Tant que l'État carcéral existera, il utilisera toujours la santé et le handicap comme des armes, qu'il s'agisse de l'accès aux vaccins, de la manière dont la négligence gouvernementale entraîne des « pathologies sous-jacentes » qui rendent le COVID-19 plus susceptible d'être mortel, de l'obligation de vivre dans des lieux de concentration à cause de lois qui criminalisent la pauvreté, et ainsi de suite. Ces politiques déterminent le rapport entre la vie et la mort, entre la liberté et la captivité, entre la santé et la maladie.
Même avant la pandémie, l'absence d'assurance maladie universelle aux États-Unis était à l'origine de maladies, de décès et d'incarcérations, et le COVID a exacerbé cette fracture. Une étude a montré que non seulement les personnes sans assurance maladie étaient plus susceptibles de contracter le virus et d'en mourir, mais aussi que les niveaux d'assurance des communautés avaient une incidence sur la propagation du COVID. « Entre le début de la pandémie et le 31 août 2020, l’absence d'assurance maladie a été liée à environ 2,6 millions de cas de COVID-19 et 58 000 décès », indique l'étude. « Chaque augmentation de 10 % de la proportion de résidents d'un comté qui n'avaient pas d'assurance maladie était associée à une augmentation de 70 % des cas de COVID-19 et à une augmentation de 48 % des décès dus à cette maladie”.

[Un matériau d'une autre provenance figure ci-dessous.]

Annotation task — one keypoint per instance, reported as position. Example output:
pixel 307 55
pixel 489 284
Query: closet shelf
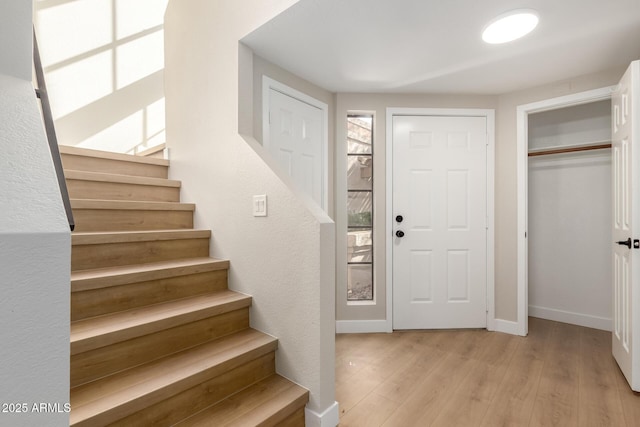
pixel 570 148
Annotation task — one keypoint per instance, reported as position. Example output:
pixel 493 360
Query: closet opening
pixel 569 214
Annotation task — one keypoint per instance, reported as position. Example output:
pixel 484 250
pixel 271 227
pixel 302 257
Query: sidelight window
pixel 360 208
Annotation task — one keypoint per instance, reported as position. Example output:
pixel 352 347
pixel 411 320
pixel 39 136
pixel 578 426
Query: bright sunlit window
pixel 510 26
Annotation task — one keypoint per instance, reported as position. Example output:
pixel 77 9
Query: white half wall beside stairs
pixel 34 242
pixel 285 260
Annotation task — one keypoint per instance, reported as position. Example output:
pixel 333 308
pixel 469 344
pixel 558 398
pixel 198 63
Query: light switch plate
pixel 260 205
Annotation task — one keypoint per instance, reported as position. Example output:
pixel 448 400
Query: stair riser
pixel 131 220
pixel 107 300
pixel 180 406
pixel 94 164
pixel 97 363
pixel 294 420
pixel 81 189
pixel 85 257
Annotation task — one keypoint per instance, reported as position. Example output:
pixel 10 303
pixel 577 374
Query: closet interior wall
pixel 569 218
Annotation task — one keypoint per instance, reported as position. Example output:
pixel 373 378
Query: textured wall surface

Ces statistiques mettent en exergue ce que nous savions déjà avant le COVID : l’appartenance à une communauté particulière a un impacte majeur sur la santé des individus. Même les personnes assurées vivant dans un quartier où la majorité des résident·es n’ont pas d’assurances maladies (ie des communanutés pauvres et Noires et Brunes) ont plus de risques de mourir. Ceci ne résulte pas de différences intrinséques mais de décisions politiques sur lesquelles ces personnes n’ont pas de prise.

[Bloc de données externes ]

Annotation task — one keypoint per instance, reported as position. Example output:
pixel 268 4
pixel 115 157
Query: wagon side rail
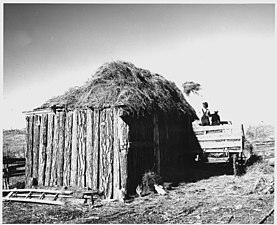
pixel 220 139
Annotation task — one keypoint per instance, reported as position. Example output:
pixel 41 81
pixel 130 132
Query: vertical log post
pixel 55 151
pixel 89 148
pixel 36 146
pixel 42 150
pixel 123 134
pixel 74 153
pixel 116 169
pixel 68 149
pixel 106 144
pixel 60 154
pixel 95 153
pixel 49 148
pixel 157 143
pixel 29 150
pixel 81 156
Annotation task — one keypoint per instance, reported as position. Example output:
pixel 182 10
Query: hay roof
pixel 122 84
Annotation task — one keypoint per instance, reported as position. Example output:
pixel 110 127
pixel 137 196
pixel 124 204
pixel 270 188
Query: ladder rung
pixel 42 196
pixel 10 194
pixel 29 194
pixel 56 196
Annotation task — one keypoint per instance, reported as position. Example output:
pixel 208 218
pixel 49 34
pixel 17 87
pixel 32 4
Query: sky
pixel 229 49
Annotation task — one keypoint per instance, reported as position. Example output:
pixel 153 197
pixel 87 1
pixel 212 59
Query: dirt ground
pixel 211 196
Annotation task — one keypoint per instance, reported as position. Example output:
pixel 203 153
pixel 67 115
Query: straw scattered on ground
pixel 218 199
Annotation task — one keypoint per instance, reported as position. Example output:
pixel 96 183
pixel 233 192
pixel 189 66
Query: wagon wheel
pixel 235 165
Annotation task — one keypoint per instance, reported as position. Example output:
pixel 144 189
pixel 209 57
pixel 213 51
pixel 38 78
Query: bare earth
pixel 217 199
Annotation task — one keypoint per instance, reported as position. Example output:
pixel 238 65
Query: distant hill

Le COVID-19 a montré cruement comment ceux qui détiennent un pouvoir de décisions qui affectent les autres, comme décider de l’accès aux soins et aux vaccins, ont littéralement choisi quelles communautés pouvaient vivre ou mourir. Si la pandémie a rendu cette réalité évidente, celle-ci n’est pas nouvelle. L'ensemble du système carcéral des États-Unis est l'un des moyens (majeurs) utilisés par les détenteurs du pouvoir pour décider qui peut vivre et participer de manière significative à la vie de la communauté.
Le COVID est un condensé de la manière dont les personnes handicapées - en particulier les personnes handicapées de couleur - sont à la fois plus susceptibles d'être dans des corps vulnérables à la maladie et sous le contrôle de l'État, ce qui est une combinaison mortelle. La gestion politique du COVID n'est qu'un des nombreux éléments du réseau carcéral qui piège (et souvent tue) de manière disproportionnée les personnes handicapées les plus marginalisées.
La pandémie souligne à quel point il est important de comprendre comment ces systèmes affectent les personnes handicapées, en particulier les personnes handicapées de couleur. La façon dont le virus a été traité dans les prisons est une preuve supplémentaire de ce que les communautés de couleur ne savent que trop bien : le moindre contact avec le système pénal ou carcéral américain peut être une condamnation à mort. Ce n'est qu'une des nombreuses raisons pour lesquelles l'abolition est si nécessaire.